When the guitar was completed this February, the group of students working with Craighead included then-graduate student Lidija Sekaric, Keith Aubin grad, and Jingqing Huang ’05.

The four used a technology called electron beam lithography to create the guitar and similar non-musical instruments. Utilizing a computer-designed drawing of the guitar, they carved out the pattern on a silicon wafer.

“The guitar, in fact many guitars, are rigidly attached to a large piece of silicon about the size of a dime or larger. The devices are more or less ‘carved’ out of the block of silicon to which they remain permanently attached,” Craighead said.

Although the playable guitar is a fairly new development, Sekaric pointed out, “We have been ‘playing’ or actuating nanoelectromechanical structures for years.”

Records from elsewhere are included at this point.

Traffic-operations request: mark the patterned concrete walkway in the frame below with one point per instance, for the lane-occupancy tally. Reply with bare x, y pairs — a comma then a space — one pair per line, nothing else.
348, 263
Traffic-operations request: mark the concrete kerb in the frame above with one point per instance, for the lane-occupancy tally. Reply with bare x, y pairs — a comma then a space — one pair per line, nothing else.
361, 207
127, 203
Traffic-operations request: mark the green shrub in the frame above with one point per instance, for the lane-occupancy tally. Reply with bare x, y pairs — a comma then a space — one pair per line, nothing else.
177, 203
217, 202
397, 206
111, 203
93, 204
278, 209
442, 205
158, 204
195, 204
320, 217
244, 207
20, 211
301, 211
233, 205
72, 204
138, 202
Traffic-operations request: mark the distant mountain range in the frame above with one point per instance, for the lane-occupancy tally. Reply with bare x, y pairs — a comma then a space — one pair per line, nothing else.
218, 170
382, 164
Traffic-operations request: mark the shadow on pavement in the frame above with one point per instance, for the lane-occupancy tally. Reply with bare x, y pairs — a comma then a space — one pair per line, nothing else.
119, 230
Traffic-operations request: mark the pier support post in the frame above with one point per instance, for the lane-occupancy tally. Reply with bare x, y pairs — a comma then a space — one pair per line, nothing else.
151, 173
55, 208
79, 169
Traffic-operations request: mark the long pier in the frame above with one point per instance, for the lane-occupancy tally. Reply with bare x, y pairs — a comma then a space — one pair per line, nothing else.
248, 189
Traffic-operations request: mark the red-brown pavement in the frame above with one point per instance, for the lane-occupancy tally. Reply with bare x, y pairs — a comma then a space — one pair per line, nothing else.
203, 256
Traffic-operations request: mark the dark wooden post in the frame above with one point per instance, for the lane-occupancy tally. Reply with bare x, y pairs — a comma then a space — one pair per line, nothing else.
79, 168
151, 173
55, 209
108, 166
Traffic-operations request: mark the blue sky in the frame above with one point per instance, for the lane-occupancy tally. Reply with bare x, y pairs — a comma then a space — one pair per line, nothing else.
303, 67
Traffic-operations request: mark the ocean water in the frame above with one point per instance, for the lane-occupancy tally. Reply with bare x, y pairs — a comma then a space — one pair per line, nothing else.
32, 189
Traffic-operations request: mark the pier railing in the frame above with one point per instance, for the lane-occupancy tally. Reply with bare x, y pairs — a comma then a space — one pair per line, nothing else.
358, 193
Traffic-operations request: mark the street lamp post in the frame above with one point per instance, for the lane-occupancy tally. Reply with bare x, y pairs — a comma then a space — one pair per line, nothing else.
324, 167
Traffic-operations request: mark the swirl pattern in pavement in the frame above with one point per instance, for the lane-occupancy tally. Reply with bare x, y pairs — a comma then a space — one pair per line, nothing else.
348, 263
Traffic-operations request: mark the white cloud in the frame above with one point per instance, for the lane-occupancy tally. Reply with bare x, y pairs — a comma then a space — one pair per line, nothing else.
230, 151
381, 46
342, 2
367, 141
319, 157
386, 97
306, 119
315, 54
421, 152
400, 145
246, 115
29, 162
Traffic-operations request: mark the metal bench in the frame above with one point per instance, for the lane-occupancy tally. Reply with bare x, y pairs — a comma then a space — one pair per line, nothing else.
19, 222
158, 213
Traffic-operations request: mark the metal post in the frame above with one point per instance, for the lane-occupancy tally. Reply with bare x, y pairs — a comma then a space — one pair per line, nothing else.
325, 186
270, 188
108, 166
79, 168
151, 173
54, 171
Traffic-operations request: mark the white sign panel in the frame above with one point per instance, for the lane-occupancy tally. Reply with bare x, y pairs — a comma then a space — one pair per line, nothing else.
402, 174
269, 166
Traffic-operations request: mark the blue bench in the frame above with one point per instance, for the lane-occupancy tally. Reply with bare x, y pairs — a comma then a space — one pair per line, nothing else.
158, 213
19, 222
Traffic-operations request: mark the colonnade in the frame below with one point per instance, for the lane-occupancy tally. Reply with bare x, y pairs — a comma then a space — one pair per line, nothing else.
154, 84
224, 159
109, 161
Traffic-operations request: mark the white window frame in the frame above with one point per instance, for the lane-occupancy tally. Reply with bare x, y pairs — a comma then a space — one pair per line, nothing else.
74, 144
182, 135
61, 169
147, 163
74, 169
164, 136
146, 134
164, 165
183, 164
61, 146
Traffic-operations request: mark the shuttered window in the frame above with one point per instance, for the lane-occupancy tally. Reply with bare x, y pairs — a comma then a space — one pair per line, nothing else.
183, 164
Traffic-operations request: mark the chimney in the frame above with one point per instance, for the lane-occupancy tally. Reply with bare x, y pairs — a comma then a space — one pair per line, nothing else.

In fact, Craighead and his team of researchers have dedicated considerable time to studying how the tiny mechanisms they create can be made to oscillate.

Nanotechnology, according to the researchers, has a bright future. “Ultimately devices that involve some mechanical motion could replace some purely electronic devices or be used for environmental sensors or medical diagnostic devices,” Craighead said.